[infinispan-dev] Equivalence vs. MurmurHash3

Mon Nov 23 10:11:06 EST 2015

On Mon, Nov 23, 2015 at 2:16 PM, Radim Vansa <rvansa at redhat.com> wrote:
> On 11/23/2015 01:07 PM, Sanne Grinovero wrote:
>> +1
>>
>> See also https://issues.jboss.org/browse/ISPN-3905 ; although I was
>> mostly concerned on it allocating on a (very) hot path and didn't look
>> at it in terms of compatibility modes.
> Yes, due to compatibility we cannot remove the UTF-8 encoding from
> MurmurHash3 since compatibility with clients (in other languages)
> depends on this as well, though, we could theoretically merge encoding
> and hashing into one function - UTF-8 encoder implementation looks quite
> simple (60 lines of code?) - could be worth it even if used only for
> server.

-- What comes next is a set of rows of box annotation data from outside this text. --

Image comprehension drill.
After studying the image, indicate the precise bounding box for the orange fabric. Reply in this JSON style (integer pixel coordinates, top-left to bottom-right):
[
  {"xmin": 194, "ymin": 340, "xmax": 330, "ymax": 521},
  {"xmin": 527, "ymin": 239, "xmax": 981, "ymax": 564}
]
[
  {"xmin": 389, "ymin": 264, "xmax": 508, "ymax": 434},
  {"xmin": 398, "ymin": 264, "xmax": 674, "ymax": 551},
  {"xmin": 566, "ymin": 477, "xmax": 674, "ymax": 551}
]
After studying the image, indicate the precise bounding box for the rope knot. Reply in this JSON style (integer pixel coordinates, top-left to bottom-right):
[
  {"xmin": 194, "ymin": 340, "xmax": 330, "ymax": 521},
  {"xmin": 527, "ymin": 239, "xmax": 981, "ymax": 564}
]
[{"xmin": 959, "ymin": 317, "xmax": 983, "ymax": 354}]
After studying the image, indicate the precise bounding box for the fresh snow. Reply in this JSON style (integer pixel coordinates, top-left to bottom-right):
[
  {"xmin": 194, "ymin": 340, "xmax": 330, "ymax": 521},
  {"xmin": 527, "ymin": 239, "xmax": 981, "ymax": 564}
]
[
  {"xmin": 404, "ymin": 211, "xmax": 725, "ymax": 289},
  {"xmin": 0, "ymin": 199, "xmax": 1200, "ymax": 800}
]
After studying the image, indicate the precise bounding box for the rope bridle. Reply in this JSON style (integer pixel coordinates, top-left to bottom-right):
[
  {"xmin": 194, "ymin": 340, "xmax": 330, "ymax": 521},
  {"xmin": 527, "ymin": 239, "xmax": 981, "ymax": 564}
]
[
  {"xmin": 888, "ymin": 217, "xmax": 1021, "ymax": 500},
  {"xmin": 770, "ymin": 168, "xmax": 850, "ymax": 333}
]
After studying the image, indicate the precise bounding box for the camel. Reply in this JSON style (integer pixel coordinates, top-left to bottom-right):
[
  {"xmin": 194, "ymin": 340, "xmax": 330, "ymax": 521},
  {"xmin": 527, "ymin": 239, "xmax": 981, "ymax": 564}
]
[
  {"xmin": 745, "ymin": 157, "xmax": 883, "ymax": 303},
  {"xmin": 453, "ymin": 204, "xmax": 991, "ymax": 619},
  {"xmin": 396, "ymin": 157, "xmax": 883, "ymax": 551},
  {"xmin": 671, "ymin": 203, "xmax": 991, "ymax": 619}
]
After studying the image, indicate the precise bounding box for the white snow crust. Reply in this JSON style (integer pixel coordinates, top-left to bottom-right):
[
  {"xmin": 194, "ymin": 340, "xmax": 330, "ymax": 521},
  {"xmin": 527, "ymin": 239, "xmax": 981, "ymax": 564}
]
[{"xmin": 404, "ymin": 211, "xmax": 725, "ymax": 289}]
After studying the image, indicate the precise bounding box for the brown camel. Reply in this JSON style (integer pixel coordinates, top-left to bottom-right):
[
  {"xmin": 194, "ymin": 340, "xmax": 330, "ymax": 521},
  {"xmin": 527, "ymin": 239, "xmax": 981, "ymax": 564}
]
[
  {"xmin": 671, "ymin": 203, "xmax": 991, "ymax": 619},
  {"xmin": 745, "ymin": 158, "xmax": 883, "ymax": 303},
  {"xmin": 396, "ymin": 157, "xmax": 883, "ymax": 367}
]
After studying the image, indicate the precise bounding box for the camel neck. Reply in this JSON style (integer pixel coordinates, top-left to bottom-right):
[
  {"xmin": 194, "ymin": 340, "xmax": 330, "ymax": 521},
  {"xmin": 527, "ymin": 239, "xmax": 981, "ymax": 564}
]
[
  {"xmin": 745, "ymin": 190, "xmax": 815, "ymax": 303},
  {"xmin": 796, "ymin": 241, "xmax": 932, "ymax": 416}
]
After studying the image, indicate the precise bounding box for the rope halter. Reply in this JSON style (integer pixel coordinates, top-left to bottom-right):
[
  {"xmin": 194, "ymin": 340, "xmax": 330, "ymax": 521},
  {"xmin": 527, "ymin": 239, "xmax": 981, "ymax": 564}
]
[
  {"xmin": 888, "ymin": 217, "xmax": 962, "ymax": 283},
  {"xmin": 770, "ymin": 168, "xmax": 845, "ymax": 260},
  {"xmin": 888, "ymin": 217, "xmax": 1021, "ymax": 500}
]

However, my proposal was to remove that computation from
> hot-code path completely.
>
>>
>> Rather than xorring with "magic numbers" don't you think we
>> Equivalence implementation should be able to rule on that?
>
> We shouldn't require user to provide a pair of hashCode functions, I
> don't think that would work well in practice. Though, we could make the
> second function Java 8-default method (with return hashCode() ^
> 0xWHATEVER), still allowing it to be overridable.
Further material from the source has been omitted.